No rescaldo da noite eleitoral, houve quem falasse da possibilidade de as palavras de António Costa não fecharem totalmente uma aproximação a BE e PCP… estava lá uma condição agarrada. “O PS não contribuirá para maiorias negativas que criem obstáculos sem gerarem ao mesmo tempo alternativas credíveis de Governo”, disse. Ao Observador, um socialista do núcleo duro lembrou que nas palavras de Costa se pode ler que não deita o Governo abaixo “sem que a esquerda à esquerda mostre que viabiliza uma alternativa”. Daí o líder do PS ter falado em moções de censura “construtivas”. Mas este cenário, de o PS poder formar Governo ainda este ano depois de uma rejeição do programa de Governo, foi negada por alguns socialistas na praça pública. “Como é sabido, o PS e Bloco não fazem maioria (…). Um Governo minoritário não é solução a outro Governo minoritário“, disse Vieira da Silva à Antena 1. “O PS está mais próximo da coligação do que do PCP e BE“, aconselhou esta noite na RTP Augusto Santos Silva, dando por adquirido que os socialistas não derrubarão o Governo na apresentação do seu programa.
Para a reunião desta terça-feira, haverá quem vá defender que é preciso ter em atenção que o caminho de alinhar com o PCP e o BE na tentativa de um governo de “esquerda moderada não é viável por uma maioria no Parlamento”, mas que o PS não deve fechar a porta agora.
O desafio para uma alternativa de esquerda foi reforçado esta segunda-feira pelo líder da bancada parlamentar do PCP, João Oliveira, que disse que o PS “devia tentar formar um Governo” à esquerda, e pela coordenadora do BE, Catarina Martins, que voltou a pôr em cima da mesa as três condições para conversar com o PS.
Mas para já tudo alinha pela bitola do esperar para ver, até porque o “ónus”, disse Costa, está do lado dos vencedores das eleições e o PS ainda não sabe o que farão Passos Coelho e Paulo Portas. O primeiro-ministro falou de acordos com o PS, mas não está ainda explícito quais.
Costa defendeu que PSD e CDS têm de aprender com a perda da maioria e o ex-líder parlamentar Ferro Rodrigues veio acrescentar que a situação não é comparável ao Governo de Guterres uma vez que “era uma maioria do PS que era central e tinha à direita e à esquerda partidos de oposição”, afirmou. “Hoje a situação é diferente, visto que todo o Governo está de um lado e toda a oposição está de outro. Vamos ver quais são as propostas”, disse.
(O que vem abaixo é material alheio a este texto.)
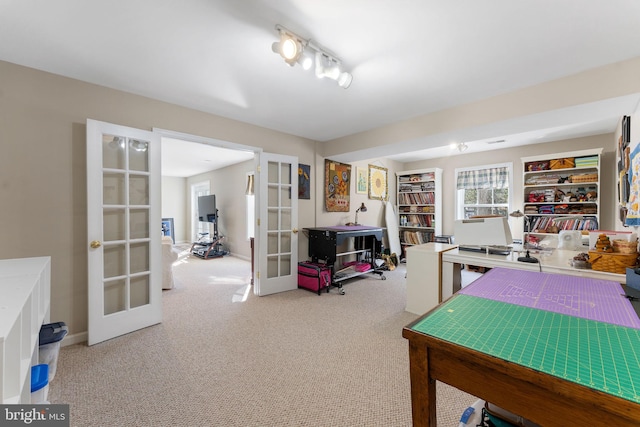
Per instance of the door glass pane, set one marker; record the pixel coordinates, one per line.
(272, 243)
(272, 196)
(115, 296)
(115, 261)
(285, 173)
(272, 220)
(139, 190)
(285, 219)
(113, 224)
(113, 192)
(285, 242)
(139, 291)
(272, 173)
(272, 267)
(113, 152)
(139, 257)
(285, 196)
(138, 155)
(139, 223)
(285, 265)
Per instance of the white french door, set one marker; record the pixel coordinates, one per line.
(124, 230)
(277, 224)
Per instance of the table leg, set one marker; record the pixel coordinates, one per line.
(423, 388)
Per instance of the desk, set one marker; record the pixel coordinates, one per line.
(556, 262)
(552, 368)
(325, 241)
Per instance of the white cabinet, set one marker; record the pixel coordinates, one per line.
(561, 192)
(25, 293)
(419, 200)
(425, 278)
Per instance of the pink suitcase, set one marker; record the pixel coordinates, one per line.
(314, 277)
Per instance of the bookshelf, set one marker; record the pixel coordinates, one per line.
(419, 206)
(561, 192)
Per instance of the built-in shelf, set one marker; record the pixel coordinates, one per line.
(25, 294)
(561, 191)
(419, 206)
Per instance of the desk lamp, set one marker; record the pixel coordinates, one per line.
(362, 208)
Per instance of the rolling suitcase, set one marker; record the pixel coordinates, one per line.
(313, 276)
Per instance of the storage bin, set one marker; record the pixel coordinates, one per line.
(565, 163)
(51, 335)
(612, 262)
(39, 383)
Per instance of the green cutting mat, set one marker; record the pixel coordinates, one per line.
(599, 355)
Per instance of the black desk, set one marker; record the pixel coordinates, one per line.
(325, 241)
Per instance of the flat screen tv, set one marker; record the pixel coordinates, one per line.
(207, 211)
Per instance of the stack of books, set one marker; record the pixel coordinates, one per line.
(583, 162)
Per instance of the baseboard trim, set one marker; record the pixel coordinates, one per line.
(74, 339)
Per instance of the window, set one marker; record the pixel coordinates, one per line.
(483, 190)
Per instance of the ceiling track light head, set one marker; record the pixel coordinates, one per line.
(290, 46)
(297, 50)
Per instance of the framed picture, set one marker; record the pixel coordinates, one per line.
(167, 229)
(337, 177)
(304, 181)
(378, 185)
(361, 181)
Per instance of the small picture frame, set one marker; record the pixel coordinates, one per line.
(167, 229)
(378, 185)
(361, 180)
(304, 181)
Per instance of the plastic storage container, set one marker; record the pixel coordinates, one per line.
(51, 335)
(39, 383)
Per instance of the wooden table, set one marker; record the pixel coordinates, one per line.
(550, 383)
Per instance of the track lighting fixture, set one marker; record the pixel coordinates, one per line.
(297, 50)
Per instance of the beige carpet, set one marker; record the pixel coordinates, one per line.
(224, 357)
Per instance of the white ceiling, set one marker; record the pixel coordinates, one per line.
(407, 57)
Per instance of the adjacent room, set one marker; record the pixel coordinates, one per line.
(286, 213)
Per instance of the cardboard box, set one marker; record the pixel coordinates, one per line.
(629, 236)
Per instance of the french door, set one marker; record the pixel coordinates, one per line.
(124, 230)
(277, 224)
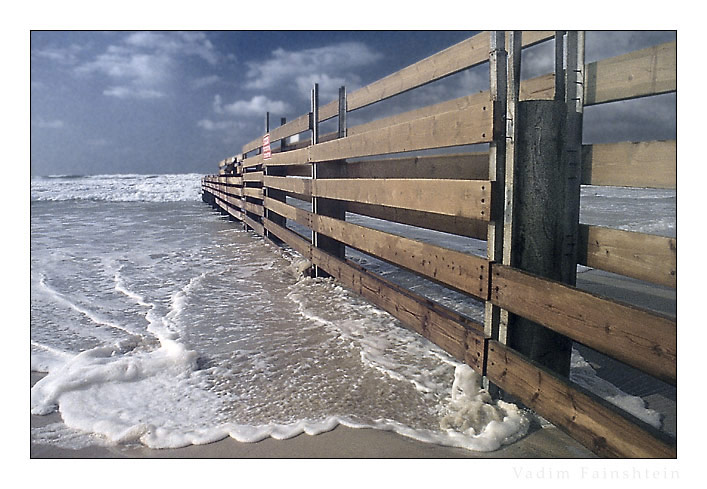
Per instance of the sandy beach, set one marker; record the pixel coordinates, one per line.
(344, 443)
(340, 443)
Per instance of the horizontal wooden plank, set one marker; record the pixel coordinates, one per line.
(463, 55)
(255, 193)
(427, 111)
(302, 186)
(638, 255)
(468, 166)
(649, 164)
(588, 419)
(539, 88)
(461, 226)
(254, 225)
(253, 208)
(471, 125)
(461, 337)
(255, 176)
(234, 212)
(462, 271)
(465, 198)
(289, 158)
(634, 336)
(650, 71)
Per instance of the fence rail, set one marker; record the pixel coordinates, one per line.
(478, 194)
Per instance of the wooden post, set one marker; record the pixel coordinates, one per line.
(493, 315)
(539, 221)
(329, 207)
(274, 193)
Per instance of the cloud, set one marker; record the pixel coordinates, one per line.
(330, 66)
(205, 81)
(143, 64)
(42, 123)
(257, 105)
(132, 92)
(209, 125)
(65, 55)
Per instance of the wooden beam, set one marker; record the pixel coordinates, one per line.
(461, 271)
(649, 164)
(650, 71)
(461, 337)
(427, 111)
(461, 226)
(470, 52)
(643, 256)
(634, 336)
(295, 185)
(588, 419)
(255, 193)
(465, 198)
(255, 176)
(468, 166)
(467, 126)
(254, 225)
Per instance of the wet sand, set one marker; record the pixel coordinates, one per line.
(340, 443)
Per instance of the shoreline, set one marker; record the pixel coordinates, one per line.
(339, 443)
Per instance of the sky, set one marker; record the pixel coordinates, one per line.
(180, 101)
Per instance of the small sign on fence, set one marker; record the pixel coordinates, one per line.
(267, 154)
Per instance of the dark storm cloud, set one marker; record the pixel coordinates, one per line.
(135, 102)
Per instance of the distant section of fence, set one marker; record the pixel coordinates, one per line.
(526, 280)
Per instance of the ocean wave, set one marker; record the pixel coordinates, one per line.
(117, 188)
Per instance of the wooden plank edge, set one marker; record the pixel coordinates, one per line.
(597, 424)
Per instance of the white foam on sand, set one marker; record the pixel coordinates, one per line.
(582, 373)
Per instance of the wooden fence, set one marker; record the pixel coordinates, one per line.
(315, 181)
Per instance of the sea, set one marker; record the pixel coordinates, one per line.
(160, 322)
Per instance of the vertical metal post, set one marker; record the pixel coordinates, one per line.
(559, 65)
(283, 141)
(514, 58)
(573, 151)
(314, 128)
(342, 112)
(497, 168)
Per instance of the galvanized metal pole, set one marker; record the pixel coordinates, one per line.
(497, 168)
(559, 65)
(342, 112)
(573, 152)
(314, 128)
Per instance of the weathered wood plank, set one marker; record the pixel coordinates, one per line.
(468, 166)
(255, 176)
(465, 198)
(634, 336)
(650, 71)
(539, 88)
(463, 55)
(255, 193)
(427, 111)
(301, 186)
(461, 226)
(462, 271)
(253, 208)
(290, 157)
(585, 417)
(638, 255)
(467, 126)
(650, 164)
(254, 225)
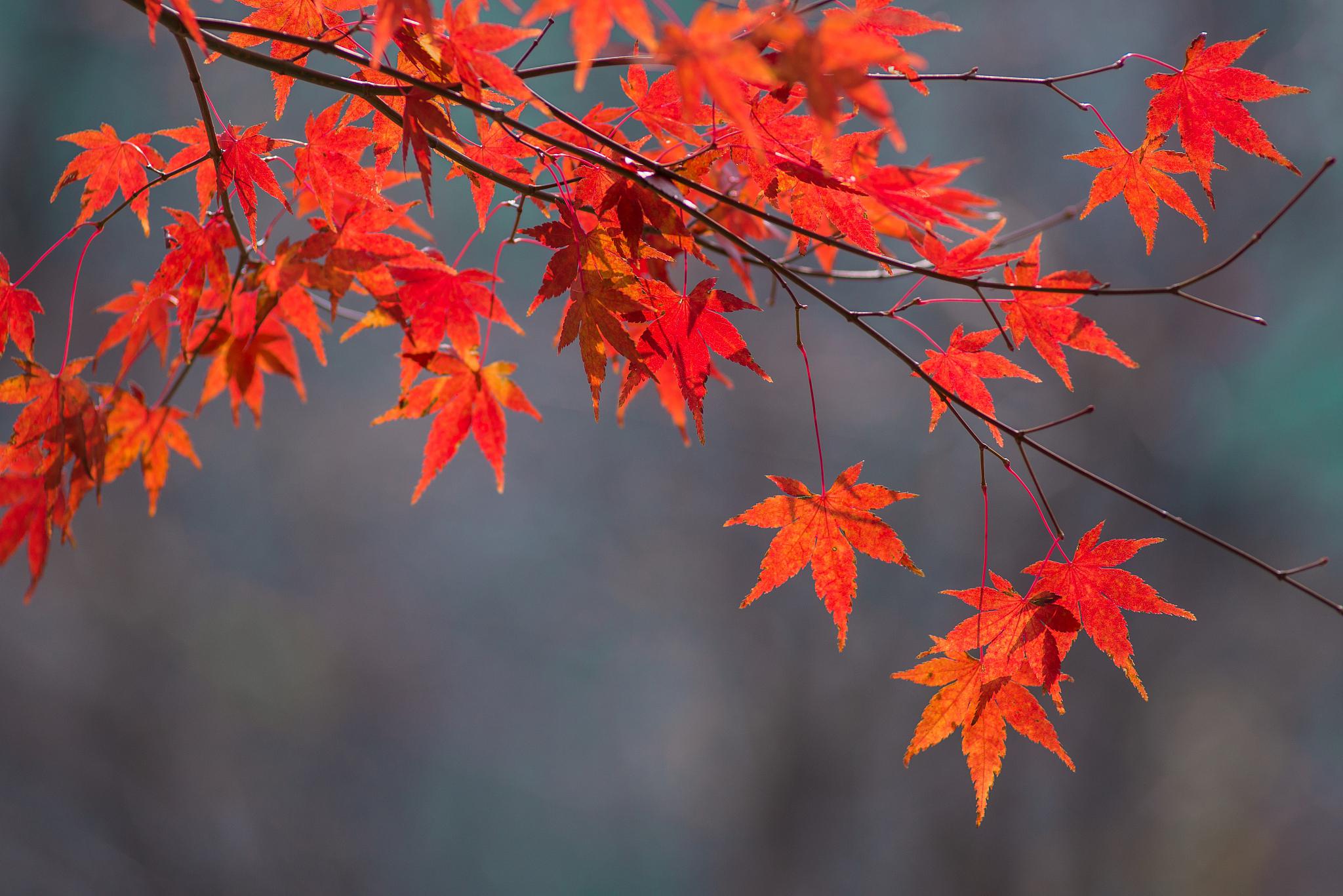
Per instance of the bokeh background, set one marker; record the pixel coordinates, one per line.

Mas há ainda outra espera: a do que Cavaco Silva dirá a Passos Coelho. Um deputado socialista diz ao Observador que espera que o Presidente da República exija uma maioria estável no Parlamento o que exigiria um acordo com o PS. Certo é que Cavaco Silva sempre falou na necessidade de um Governo com condições de governabilidade e pode insistir num entendimento entre PSD, PS e CDS. Não seria aliás, inédita, a tentativa.
Mas para se entender o que pode estar a passar pela cabeça do secretário-geral do partido pode recordar-se o que disse Fernando Medina, presidente da Câmara de Lisboa no primeiro discurso após a noite eleitoral. Aos microfones das comemorações do 5 de outubro, o socialista defendeu “negociações pluripartidárias” porque “nenhum partido tem o direito de deixar o país refém da instabilidade e da sucessão de crises políticas”. O recado também era para dentro: cautela e caldos de galinha.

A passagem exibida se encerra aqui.